The widespread interpretation challenges discussed above led us to formulate reporting recommendations to facilitate the interpretation of future studies. Several of them are focused on the adoption of state-of-the-art methods for the design and analysis of observational studies. These standards are not new, but their importance cannot be overemphasized as it is critical to abide by them so that the findings of proteomics studies can be compared, and the data pooled for group or individual-level meta-analyses.

  • Standard reporting guidelines such as the STROBE statement [63] (for observational studies), and TRIPOD statement [64] (for risk prediction studies) should be used to ensure complete reporting and will facilitate the assessment of studies’ strengths and weaknesses [65].

  • Study goals should be explicitly defined as either a prediction study or an etiology study and the analysis should be designed in accordance with stated goals.

  • Design should be that of inception-cohort whereby all subjects are enrolled at the same disease stage to the extent possible [61]. Attention to the possibility of index-event bias is also important [66].

  • Recruitment strategies should be explicitly designed to ensure the enrollment of diverse populations in sufficient numbers to enable analyses stratified by race/ethnicity and sex.

  • The ascertainment of HF should rely on standardized criteria, such as the Framingham criteria [67] or the European Society Guidelines [68].

  • Ejection fraction categories: Studies should include all forms of the HF syndrome including the entire EF spectrum. EF categories should be defined using cut-points recommended by the HF guidelines while however acknowledging the lack of consensus across guidelines [4, 68, 69]. The data should be analyzed while including all patients followed by stratified analyses by EF categories and sensitivity analyses to account for variability in EF cut points.

  • Study endpoints should include all-cause death and CV death. When composite outcomes are used individual analyses of the components of said composite outcomes should be reported.

  • Approaches to validation: the findings obtained in derivation cohorts should be validated.
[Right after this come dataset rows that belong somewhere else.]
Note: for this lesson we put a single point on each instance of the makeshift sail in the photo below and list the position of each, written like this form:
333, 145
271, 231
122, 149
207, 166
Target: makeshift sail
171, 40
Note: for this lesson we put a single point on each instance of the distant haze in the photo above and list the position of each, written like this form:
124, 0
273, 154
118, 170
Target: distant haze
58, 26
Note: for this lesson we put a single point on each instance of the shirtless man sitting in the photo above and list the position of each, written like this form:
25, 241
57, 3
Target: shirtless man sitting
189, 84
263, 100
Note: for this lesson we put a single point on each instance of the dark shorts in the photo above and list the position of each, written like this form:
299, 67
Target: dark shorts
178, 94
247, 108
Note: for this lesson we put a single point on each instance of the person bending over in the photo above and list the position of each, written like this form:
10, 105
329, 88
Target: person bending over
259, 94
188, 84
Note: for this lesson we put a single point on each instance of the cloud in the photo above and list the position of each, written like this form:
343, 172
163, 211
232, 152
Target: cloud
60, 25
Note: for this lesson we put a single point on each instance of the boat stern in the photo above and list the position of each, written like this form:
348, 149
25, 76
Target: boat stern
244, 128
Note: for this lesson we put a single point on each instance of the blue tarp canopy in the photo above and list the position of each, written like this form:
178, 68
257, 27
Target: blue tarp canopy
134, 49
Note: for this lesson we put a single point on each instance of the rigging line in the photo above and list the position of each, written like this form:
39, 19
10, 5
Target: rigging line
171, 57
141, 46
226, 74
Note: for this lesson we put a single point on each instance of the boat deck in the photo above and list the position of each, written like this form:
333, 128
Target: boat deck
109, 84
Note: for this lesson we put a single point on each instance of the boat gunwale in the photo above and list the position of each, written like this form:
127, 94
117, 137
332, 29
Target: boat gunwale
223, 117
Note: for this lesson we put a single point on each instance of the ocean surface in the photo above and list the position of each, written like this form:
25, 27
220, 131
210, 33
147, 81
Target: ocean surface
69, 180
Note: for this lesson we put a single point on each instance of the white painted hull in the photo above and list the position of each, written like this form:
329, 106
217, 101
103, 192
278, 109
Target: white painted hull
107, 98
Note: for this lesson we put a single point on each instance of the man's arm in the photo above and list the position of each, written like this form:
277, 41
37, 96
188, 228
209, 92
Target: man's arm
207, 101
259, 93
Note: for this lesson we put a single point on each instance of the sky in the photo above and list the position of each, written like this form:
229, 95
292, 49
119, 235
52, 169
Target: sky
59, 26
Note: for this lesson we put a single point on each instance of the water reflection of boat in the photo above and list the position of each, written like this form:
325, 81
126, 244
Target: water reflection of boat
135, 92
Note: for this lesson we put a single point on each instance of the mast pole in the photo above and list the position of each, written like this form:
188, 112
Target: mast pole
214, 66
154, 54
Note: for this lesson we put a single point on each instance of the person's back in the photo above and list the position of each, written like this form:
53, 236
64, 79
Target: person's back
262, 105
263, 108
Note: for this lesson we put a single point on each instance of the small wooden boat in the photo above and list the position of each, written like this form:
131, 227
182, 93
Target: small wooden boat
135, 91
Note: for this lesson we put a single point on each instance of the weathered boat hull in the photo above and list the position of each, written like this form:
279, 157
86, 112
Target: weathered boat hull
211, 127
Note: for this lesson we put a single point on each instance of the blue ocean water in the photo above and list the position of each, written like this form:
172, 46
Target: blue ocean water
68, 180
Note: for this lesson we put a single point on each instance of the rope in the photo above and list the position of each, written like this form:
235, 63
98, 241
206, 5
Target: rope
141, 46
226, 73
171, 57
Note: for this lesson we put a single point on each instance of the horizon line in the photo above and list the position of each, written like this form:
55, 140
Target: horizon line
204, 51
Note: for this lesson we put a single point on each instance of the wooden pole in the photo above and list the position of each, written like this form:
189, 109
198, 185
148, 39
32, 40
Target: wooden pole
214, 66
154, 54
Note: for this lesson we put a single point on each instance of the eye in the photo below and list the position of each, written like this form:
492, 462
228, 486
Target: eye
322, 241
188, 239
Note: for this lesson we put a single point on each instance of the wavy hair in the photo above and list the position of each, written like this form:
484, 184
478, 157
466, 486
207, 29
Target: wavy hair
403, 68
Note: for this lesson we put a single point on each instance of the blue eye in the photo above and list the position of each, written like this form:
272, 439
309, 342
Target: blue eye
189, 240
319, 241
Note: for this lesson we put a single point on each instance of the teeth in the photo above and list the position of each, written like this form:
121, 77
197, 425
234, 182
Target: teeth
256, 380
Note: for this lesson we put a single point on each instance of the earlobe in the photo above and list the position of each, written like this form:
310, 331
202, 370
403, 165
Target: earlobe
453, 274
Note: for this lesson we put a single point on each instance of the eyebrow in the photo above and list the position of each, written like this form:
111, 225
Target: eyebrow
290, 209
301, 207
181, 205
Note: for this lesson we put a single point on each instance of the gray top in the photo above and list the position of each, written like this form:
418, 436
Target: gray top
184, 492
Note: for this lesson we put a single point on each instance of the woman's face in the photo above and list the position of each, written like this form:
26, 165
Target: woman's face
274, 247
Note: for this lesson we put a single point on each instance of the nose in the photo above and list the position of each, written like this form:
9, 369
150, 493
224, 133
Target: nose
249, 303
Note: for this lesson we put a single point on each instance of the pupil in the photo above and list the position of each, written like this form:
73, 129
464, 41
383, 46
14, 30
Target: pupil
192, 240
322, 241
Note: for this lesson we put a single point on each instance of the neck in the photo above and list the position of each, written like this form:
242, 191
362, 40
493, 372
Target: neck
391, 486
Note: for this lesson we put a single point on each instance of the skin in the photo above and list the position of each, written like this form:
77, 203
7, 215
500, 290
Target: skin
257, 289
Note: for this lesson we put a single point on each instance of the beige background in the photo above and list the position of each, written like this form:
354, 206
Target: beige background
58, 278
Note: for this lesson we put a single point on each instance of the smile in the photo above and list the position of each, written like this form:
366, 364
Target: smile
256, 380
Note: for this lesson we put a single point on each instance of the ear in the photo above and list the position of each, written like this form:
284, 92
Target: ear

This could be accomplished using internal validation or external validation [70]. In the absence of an external validation cohort, temporal validation can be used as an alternative method as indicated in the TRIPOD guidelines. Orthogonal validation of identified proteins is also possible through several means including data from mass spectrometry [71, 72] and genome-wide association studies [37, 73]. The integration of population genomics with high-throughput proteomics can strengthen orthogonal validation and comparisons of identified proteins [39, 74], thereby enhancing the understanding of the correlations and differences among proteins measured on various platforms.

  • Protein nomenclature: reliance on UniProt.IDs [25] in addition to protein target names to facilitate comparison across studies.

  • Populations at high risk of adverse outcomes benefit from near-term risk prediction and risk models should be designed to provide this information as well as longer-term time horizons [75].

Strengths and limitations

This review has important strengths. First, we designed a comprehensive and rigorous search strategy to capture prognostic HF studies using high-throughput proteomics. Second, we assessed the risk of bias to guide our selection of the studies considered and omitted from our analyses the study assessed at a high risk of bias.

This systematic review was limited by the heterogeneity of the studies in addition to the non-availability of hazard ratios and confidence intervals in some studies which precluded the performing a meta-analysis.

Conclusions

We performed a systematic review evaluating the literature on high-throughput proteomics using affinity reagents to characterize proteins associated with death outcomes in patients with HF. Though we report overlapping proteins for all-cause death in HFrEF studies and singled out markers for future studies, the methodological differences noted call for caution in the aggregate interpretation of the findings. Our review points to the substantial heterogeneity across HF prognostic studies using high-throughput proteomic assays, which constitutes a strong rationale to adopt standardized recommendations to strengthen future studies on this topic.